Ask HN: How has learning a new language helped you in your career? - jimbob45
Looking for those who have learned a new language after they were already employed.
======
EnderMB
Confidence, mostly.

I started out as a .NET developer, and I worked my way up from junior to
senior over the space of a few years. At my last .NET role, I helped shape the
structure of .NET development for my satellite office and the growing London
team.

Despite being considered a decent enough .NET developer, I had felt a bit of
imposter syndrome around my skills. In the wider tech community, .NET and C#
has always been a pariah, and while looking at who was hiring in my local
area, I decided to apply for a role that didn't involve any .NET.

Now, I write Ruby, and while there was a learning curve to start with, I can
firmly say that I am capable of adapting to a new stack. I like Ruby, and I
still like .NET, but I feel so much more confident about learning new things
now that I've proved that I can do it.

------
ooooak
> How has learning a new language helped you in your career?

I have a success story, I would not say it helped me in my career. but it made
me more confident as a developer.

I was a full-stack PHP developer. In my free time, I always learn new
languages (python, ruby, go, rust, OCaml, Clojure, and some Haskell). even now
I kinda enjoy learning new stacks. its just fun for me.

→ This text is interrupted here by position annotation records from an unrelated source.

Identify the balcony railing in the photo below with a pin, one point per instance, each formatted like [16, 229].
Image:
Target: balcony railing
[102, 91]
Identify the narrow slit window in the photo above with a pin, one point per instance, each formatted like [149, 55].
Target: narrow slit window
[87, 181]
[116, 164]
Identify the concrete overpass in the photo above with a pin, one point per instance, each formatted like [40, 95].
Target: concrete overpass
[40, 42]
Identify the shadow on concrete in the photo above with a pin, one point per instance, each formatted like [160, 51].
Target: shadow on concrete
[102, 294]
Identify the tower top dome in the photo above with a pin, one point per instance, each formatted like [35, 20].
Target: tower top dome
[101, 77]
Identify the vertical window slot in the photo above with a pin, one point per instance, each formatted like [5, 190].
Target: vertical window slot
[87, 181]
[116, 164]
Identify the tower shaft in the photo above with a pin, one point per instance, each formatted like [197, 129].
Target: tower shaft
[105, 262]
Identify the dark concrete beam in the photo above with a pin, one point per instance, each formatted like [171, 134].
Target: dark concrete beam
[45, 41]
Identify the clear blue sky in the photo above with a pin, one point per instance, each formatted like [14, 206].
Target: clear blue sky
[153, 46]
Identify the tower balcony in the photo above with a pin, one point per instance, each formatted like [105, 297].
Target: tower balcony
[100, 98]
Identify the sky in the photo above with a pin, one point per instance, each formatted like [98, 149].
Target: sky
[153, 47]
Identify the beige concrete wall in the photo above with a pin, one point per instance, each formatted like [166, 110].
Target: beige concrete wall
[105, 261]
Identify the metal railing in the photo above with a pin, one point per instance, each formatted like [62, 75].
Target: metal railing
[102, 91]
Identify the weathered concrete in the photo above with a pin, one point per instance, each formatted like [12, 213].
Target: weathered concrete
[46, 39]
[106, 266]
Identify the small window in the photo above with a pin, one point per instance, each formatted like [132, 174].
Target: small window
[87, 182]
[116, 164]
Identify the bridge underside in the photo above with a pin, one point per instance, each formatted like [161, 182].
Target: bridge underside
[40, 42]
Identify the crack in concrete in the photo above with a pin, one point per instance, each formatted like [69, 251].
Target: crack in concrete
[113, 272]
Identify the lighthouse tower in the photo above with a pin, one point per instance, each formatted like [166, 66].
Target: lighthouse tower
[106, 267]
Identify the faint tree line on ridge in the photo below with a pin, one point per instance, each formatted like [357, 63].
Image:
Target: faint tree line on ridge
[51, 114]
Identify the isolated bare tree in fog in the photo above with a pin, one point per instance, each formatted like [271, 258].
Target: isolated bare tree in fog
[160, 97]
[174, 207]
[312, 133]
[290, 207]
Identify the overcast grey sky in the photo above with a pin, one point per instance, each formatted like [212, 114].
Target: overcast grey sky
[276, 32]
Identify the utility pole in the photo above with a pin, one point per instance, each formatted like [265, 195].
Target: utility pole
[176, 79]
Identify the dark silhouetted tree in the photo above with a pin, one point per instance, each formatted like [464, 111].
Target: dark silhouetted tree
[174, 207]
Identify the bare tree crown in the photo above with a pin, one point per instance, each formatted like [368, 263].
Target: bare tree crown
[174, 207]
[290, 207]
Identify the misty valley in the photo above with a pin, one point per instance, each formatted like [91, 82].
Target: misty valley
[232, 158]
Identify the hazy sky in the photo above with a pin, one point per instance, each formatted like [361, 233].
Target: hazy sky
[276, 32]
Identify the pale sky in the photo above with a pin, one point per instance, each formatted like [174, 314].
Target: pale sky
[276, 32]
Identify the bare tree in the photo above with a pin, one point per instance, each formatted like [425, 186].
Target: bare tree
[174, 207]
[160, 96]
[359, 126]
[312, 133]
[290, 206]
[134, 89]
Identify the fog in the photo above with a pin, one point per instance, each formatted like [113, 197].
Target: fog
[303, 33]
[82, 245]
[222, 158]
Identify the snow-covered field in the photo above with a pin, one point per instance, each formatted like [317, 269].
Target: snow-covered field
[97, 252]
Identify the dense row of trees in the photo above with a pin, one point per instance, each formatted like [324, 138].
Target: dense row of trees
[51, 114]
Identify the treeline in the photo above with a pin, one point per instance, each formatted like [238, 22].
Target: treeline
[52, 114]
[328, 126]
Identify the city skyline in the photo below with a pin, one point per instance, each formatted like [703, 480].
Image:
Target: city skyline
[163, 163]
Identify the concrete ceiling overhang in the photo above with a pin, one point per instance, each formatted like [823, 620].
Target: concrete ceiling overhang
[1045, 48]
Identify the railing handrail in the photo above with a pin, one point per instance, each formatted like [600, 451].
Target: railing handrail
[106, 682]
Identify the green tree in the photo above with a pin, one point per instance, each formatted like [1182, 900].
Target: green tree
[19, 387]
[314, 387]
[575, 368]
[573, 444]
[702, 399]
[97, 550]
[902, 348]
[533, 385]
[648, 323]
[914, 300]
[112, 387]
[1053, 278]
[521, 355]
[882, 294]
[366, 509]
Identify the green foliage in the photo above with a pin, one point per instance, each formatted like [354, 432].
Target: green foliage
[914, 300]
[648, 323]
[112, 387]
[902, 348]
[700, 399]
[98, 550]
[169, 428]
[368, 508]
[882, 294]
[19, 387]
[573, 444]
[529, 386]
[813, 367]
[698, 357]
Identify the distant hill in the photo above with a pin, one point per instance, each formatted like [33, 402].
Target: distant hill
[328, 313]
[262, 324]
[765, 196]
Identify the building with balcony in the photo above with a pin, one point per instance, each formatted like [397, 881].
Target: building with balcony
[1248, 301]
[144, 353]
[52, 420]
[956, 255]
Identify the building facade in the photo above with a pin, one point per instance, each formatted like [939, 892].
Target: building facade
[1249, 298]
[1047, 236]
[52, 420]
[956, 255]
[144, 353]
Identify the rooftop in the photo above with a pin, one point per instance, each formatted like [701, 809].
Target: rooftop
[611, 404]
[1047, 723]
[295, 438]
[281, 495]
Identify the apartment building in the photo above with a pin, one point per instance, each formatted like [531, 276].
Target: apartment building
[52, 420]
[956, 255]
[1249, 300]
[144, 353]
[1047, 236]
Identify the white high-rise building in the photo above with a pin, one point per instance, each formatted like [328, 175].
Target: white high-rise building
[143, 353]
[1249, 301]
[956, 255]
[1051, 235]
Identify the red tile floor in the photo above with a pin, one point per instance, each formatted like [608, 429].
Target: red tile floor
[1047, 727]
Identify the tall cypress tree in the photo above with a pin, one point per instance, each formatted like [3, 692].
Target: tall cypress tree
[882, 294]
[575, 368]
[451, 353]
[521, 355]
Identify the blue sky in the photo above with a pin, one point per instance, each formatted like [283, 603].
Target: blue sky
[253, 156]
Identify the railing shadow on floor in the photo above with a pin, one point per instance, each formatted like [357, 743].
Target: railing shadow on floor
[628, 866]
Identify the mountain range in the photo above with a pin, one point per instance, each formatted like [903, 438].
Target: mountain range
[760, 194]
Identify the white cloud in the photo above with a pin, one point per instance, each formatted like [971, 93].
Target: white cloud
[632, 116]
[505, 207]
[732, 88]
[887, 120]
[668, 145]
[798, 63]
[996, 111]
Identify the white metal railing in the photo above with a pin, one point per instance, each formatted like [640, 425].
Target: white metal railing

For one of our projects (it's back 3 or 4 years ago), we used node. To that
point, I never really looked deep into it as I was always busy with go and
rust. turns out I was really productive from day one. while others had to do
some soul searching.

In short, it made me a better developer and more confident.

------
2rsf
I choose the best tool for the job and not necessarily the tool I know, this
includes languages but also environments and technologies. I needed Perl (yes,
I know), Python, C++, Java, JS, and a few other obscure scripting languages
simply because of an existing tool or due to better performance so I simply
learnt them.

If you are referring to spoken language, then I learnt Swedish to better
communicate with my work colleagues.